Multiple quantitative trait loci modify cochlear hair cell degeneration in the Beethoven (Tmc1Bth) mouse model of progressive hearing loss DFNA36

Yoshihiro Noguchi, Kiyoto Kurima, Tomoko Makishima, Martin Hrabé De Angelis, Helmut Fuchs, Gregory Frolenkov, Ken Kitamura, Andrew J. Griffith

Research output: Contribution to journalArticlepeer-review

34 Scopus citations

Abstract

Dominant mutations of transmembrane channel-like gene 1 (TMC1) cause progressive sensorineural hearing loss in humans and Beethoven (Tmc1 Bth/+) mice. Here we show that Tmc1Bth/+ mice on a C3HeB/FeJ strain background have selective degeneration of inner hair cells while outer hair cells remain structurally and functionally intact.
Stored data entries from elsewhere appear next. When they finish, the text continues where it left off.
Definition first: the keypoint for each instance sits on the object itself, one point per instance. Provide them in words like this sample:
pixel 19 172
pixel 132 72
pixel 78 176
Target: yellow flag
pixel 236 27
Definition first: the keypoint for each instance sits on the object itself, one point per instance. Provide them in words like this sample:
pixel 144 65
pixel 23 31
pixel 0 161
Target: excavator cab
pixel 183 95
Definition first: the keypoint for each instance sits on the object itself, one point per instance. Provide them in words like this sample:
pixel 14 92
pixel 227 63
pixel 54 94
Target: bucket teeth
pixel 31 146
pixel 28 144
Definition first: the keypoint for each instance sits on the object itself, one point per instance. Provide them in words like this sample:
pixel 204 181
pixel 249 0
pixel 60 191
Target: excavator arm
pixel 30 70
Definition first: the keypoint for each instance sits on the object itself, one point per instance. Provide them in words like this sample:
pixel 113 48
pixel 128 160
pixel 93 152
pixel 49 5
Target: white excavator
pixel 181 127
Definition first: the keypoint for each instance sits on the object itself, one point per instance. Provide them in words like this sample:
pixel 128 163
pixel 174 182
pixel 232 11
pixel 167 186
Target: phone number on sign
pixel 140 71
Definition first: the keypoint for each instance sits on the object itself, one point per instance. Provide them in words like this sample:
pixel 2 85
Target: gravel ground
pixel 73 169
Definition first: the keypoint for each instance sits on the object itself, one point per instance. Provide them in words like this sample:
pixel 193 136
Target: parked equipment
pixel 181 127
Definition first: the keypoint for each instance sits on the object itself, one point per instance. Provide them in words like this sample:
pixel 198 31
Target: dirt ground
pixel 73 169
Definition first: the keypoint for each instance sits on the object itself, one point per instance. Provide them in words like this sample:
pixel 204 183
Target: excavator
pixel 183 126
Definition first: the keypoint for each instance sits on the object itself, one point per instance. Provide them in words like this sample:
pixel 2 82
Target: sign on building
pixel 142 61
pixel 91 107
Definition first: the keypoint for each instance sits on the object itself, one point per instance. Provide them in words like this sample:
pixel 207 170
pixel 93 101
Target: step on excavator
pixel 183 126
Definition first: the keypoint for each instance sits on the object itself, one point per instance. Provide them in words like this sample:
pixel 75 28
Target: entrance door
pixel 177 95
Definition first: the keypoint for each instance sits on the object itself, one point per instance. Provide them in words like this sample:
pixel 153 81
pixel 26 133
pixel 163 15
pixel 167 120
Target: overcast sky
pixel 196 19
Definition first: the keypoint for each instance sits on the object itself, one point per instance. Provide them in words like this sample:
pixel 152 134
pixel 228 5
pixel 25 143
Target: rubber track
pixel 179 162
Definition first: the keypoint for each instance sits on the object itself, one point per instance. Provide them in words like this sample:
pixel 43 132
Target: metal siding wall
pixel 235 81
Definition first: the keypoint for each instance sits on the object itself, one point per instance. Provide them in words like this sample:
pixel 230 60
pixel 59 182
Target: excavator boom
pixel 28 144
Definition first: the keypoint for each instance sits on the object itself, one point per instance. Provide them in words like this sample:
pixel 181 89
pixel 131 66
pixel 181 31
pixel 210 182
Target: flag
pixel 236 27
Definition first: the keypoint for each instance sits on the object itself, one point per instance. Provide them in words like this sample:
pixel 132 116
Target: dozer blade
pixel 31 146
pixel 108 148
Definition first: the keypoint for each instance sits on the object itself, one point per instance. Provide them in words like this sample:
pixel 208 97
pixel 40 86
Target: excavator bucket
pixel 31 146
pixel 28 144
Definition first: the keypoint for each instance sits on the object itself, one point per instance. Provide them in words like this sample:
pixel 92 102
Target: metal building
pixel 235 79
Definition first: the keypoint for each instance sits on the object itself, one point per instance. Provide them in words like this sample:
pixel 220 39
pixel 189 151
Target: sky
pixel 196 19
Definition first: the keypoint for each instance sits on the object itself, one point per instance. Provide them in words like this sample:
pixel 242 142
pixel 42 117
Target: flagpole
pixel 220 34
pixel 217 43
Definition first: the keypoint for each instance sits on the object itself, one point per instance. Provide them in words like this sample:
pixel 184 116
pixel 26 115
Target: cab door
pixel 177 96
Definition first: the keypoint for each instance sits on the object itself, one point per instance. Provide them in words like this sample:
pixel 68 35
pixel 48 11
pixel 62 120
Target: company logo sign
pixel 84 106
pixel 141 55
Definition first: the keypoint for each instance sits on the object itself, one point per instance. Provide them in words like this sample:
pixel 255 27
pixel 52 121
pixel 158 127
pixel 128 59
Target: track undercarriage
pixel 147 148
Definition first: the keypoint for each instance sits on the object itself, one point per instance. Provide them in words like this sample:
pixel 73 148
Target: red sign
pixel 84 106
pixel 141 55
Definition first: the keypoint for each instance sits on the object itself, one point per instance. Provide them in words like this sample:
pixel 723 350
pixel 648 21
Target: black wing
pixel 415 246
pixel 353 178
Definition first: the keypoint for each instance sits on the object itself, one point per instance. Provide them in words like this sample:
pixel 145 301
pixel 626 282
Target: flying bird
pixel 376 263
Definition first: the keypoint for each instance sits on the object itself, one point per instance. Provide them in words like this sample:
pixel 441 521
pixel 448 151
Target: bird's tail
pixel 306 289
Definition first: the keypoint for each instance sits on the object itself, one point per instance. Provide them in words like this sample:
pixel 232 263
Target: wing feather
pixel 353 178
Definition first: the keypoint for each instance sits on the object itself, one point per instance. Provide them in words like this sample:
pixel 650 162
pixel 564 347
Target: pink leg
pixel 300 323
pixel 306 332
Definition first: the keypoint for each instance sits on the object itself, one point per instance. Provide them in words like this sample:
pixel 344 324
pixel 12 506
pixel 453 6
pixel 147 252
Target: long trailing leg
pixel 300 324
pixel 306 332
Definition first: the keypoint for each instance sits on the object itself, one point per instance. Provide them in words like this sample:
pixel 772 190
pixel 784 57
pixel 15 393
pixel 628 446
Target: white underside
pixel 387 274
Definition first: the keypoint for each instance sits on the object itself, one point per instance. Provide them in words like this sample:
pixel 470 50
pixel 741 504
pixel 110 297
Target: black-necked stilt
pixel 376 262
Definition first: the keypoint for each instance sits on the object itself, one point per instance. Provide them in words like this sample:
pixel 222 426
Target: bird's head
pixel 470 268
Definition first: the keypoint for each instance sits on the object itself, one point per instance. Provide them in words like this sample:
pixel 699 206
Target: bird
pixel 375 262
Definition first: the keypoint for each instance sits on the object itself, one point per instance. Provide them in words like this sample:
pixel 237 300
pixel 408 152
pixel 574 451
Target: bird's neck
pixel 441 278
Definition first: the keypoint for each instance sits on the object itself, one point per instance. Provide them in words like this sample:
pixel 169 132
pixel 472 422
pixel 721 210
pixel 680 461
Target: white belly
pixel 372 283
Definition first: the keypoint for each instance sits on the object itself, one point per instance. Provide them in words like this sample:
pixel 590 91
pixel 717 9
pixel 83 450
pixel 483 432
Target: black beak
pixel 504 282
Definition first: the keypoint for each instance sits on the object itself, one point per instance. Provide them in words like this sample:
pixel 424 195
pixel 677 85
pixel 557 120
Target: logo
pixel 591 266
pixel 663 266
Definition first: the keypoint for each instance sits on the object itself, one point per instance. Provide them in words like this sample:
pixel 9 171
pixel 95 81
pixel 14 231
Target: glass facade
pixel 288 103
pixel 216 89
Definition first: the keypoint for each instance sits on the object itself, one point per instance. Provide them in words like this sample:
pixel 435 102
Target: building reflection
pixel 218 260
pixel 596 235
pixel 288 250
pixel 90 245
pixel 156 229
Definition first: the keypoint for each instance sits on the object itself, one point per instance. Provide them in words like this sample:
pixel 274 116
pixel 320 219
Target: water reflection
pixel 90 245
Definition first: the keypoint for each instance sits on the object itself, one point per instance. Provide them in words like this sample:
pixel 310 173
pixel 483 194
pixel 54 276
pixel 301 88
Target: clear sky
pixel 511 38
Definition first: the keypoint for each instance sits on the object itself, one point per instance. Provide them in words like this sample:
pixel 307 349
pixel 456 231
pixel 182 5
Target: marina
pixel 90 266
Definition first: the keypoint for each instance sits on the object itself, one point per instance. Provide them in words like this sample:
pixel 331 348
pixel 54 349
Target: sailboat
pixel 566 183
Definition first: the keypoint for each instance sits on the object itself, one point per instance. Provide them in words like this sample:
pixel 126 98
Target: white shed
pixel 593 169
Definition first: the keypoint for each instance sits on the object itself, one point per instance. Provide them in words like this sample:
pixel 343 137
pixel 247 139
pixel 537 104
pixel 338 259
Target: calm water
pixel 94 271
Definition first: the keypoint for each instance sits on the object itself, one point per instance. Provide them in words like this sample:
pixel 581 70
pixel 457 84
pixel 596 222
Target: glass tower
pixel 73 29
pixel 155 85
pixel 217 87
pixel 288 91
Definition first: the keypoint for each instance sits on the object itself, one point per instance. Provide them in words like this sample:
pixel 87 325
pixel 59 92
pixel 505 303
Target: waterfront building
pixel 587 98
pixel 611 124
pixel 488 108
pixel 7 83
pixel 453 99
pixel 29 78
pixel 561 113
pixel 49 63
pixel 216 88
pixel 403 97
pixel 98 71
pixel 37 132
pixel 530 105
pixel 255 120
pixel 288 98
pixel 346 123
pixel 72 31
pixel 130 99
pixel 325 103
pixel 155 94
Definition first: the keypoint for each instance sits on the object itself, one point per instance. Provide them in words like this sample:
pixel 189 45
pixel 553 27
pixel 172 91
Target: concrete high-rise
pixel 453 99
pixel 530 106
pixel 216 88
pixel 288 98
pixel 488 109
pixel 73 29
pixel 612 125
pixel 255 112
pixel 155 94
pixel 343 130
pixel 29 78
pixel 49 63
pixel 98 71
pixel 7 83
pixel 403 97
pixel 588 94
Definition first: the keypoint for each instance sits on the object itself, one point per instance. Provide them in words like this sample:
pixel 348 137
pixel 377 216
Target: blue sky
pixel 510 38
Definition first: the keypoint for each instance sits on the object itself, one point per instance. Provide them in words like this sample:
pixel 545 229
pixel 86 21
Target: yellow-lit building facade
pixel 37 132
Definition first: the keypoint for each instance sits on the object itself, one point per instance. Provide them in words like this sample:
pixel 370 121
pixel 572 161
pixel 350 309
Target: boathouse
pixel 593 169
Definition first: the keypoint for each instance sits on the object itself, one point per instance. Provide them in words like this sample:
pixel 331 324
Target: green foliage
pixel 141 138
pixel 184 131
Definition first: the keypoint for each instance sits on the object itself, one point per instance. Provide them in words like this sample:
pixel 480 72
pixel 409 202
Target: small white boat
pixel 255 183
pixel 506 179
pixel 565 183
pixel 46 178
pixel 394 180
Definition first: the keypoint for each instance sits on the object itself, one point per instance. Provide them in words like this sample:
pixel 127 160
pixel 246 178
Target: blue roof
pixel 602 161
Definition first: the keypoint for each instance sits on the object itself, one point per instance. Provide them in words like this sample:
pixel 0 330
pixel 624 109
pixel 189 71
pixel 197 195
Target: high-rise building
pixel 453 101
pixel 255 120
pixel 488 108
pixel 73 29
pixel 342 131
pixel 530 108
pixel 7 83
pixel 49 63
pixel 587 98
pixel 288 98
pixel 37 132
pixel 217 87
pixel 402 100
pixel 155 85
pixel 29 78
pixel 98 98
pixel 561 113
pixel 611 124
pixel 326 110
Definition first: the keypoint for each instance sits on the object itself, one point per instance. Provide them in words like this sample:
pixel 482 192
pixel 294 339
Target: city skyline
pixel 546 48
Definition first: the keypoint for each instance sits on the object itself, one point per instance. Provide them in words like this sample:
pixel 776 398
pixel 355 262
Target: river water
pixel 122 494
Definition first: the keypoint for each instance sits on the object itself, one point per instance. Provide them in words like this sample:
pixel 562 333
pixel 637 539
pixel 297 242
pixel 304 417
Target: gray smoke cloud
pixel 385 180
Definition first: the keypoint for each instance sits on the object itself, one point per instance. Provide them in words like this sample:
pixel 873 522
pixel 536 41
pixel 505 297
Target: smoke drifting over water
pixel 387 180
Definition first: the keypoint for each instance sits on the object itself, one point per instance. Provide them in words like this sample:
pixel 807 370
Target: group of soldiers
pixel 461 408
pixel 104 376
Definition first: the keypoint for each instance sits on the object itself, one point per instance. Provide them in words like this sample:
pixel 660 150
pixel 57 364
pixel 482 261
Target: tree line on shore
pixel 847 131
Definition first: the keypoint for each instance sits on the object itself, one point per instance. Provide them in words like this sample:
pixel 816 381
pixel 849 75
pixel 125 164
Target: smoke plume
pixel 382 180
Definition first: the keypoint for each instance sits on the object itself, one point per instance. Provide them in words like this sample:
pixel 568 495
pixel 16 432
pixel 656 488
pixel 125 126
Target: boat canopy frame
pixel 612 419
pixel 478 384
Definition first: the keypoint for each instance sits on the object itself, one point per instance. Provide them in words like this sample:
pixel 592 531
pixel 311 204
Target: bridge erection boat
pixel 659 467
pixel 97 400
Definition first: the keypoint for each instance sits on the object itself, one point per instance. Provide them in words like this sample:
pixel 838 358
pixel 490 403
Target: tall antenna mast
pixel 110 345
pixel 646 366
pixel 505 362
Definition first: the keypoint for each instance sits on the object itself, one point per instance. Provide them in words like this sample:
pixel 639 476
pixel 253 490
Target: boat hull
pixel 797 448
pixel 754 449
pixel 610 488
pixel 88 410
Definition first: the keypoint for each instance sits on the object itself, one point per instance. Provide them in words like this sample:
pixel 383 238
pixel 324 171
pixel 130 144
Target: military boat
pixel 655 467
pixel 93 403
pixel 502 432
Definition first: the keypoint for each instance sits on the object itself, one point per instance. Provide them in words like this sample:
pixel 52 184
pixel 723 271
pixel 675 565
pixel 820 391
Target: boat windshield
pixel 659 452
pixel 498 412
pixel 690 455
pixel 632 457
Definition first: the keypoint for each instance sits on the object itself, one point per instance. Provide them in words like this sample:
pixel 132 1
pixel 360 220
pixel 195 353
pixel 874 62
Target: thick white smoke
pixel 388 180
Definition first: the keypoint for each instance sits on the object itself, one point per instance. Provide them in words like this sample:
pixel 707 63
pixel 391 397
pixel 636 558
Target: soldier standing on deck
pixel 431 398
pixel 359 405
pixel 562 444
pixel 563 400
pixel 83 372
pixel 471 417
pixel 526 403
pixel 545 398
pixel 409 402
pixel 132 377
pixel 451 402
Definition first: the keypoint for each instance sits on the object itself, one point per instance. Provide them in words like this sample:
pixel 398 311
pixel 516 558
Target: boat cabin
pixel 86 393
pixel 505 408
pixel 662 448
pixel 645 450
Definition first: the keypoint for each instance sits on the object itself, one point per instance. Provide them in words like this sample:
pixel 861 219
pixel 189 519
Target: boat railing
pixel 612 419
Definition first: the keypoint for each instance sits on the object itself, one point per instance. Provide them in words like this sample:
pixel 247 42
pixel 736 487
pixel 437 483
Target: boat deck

Inner hair cells primarily function as afferent sensory cells, whereas outer hair cells are electromotile amplifiers of auditory stimuli that can be functionally assessed by distortion product otoacoustic emission (DPOAE) analysis. When C3H-Tmc1 Bth/Bth is crossed with either C57BL/6J or DBA/2J wild-type mice, F1 hybrid Tmc1Bth/+ progeny have increased hearing loss associated with increased degeneration of outer hair cells and diminution of DPOAE amplitudes but no difference in degeneration of inner hair cells. We mapped at least one quantitative trait locus (QTL), Tmc1m1, for DPOAE amplitude on chromosome 2 in [(C/B)F1 X C]N2-Tmc1Bth/+ backcross progeny, and three other QTL on chromosomes 11 (Tmc1m2), 12 (Tmc1m3), and 5 (Tmc1m4) in [(C/D)F1 X C]N2-Tmc1Bth/+ progeny. The polygenic basis of outer hair cell degeneration in Beethoven mice provides a model system for the dissection of common, complex hearing loss phenotypes, such as presbycusis, that involve outer hair cell degeneration in humans.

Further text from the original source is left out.